The obtained physical locations information of the PtrMTP genes prompted us to check the gene duplication events in PtrMTP gene family. The results showed that five genes pairs (PtrMTP8.2/PtrMTP8.3, PtrMTP8.2/PtrMTP8.4, PtrMTP8.4/PtrMTP8.5, PtrMTP10.1/PtrMTP10.2 and PtrMTP10.3/PtrMTP10.4) from chromosomes 01 and 10 were identified as tandem duplication events in the PtrMTP family (Figure 4).
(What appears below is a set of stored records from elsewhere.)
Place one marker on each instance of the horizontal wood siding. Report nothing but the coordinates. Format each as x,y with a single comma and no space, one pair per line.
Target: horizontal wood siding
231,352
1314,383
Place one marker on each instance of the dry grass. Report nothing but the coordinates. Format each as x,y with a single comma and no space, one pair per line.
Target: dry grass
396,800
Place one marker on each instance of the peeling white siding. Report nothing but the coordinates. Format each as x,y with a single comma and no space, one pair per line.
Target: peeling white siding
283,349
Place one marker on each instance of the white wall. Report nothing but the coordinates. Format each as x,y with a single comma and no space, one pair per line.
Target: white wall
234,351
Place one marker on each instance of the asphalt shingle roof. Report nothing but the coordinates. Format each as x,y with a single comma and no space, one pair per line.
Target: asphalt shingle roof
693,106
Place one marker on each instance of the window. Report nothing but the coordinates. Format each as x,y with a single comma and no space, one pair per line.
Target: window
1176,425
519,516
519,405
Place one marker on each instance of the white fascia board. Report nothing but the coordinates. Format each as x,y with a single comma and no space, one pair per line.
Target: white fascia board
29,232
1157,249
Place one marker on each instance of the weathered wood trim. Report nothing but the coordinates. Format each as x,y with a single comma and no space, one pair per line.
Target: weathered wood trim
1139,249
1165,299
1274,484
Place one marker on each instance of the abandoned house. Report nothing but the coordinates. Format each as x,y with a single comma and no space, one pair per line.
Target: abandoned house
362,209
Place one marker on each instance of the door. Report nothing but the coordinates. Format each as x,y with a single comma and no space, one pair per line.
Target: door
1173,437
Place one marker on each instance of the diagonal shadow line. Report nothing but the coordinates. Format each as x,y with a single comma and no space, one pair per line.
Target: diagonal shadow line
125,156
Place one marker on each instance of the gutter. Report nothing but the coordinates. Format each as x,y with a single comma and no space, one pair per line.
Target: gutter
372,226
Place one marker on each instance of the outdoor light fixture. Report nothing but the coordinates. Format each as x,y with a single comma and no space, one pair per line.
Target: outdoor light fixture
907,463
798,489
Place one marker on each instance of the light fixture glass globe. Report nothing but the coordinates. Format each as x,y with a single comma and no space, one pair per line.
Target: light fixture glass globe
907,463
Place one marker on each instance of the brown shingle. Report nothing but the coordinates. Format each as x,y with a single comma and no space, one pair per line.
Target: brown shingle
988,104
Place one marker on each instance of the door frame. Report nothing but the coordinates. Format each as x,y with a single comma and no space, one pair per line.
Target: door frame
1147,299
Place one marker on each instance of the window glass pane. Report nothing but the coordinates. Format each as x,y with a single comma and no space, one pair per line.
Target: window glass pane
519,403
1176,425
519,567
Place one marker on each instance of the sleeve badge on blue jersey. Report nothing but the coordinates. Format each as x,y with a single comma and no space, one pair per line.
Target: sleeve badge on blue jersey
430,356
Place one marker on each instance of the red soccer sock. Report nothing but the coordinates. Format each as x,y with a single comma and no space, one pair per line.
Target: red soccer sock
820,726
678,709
At the same time, five pairs (PtrMTP1.1/PtrMTP1.2, PtrMTP3.1/PtrMTP3.2, PtrMTP8.1/PtrMTP8.6, PtrMTP9/PtrMTP10.4 and PtrMTP11.1/PtrMTP11.2) from six different chromosomes were found as segmental duplication events.
Figure 4. Distribution of the PtrMTP genes on P. trichocarpae chromosomes. The chromosome number is indicated on the left side of each chromosome, and the size is labeled on the left of the figure. Tandem duplicated genes are outlined with red; tandem and segmental duplicated gene pairs are linked with blue and gray lines, respectively.
To better understand the selection type of these duplication genes, the ratios of the number of nonsynonymous substitutions per nonsynonymous site (Ka) to the number of synonymous substitutions per synonymous site (Ks) of the 10 gene pairs mentioned above were further calculated. As shown in Table 2, the Ka/Ks ratios of all duplicated pairs of the PtrMTP gene were less than 1, which suggested that all these duplication events were under negative selection, based on the summaries from Hurst [2].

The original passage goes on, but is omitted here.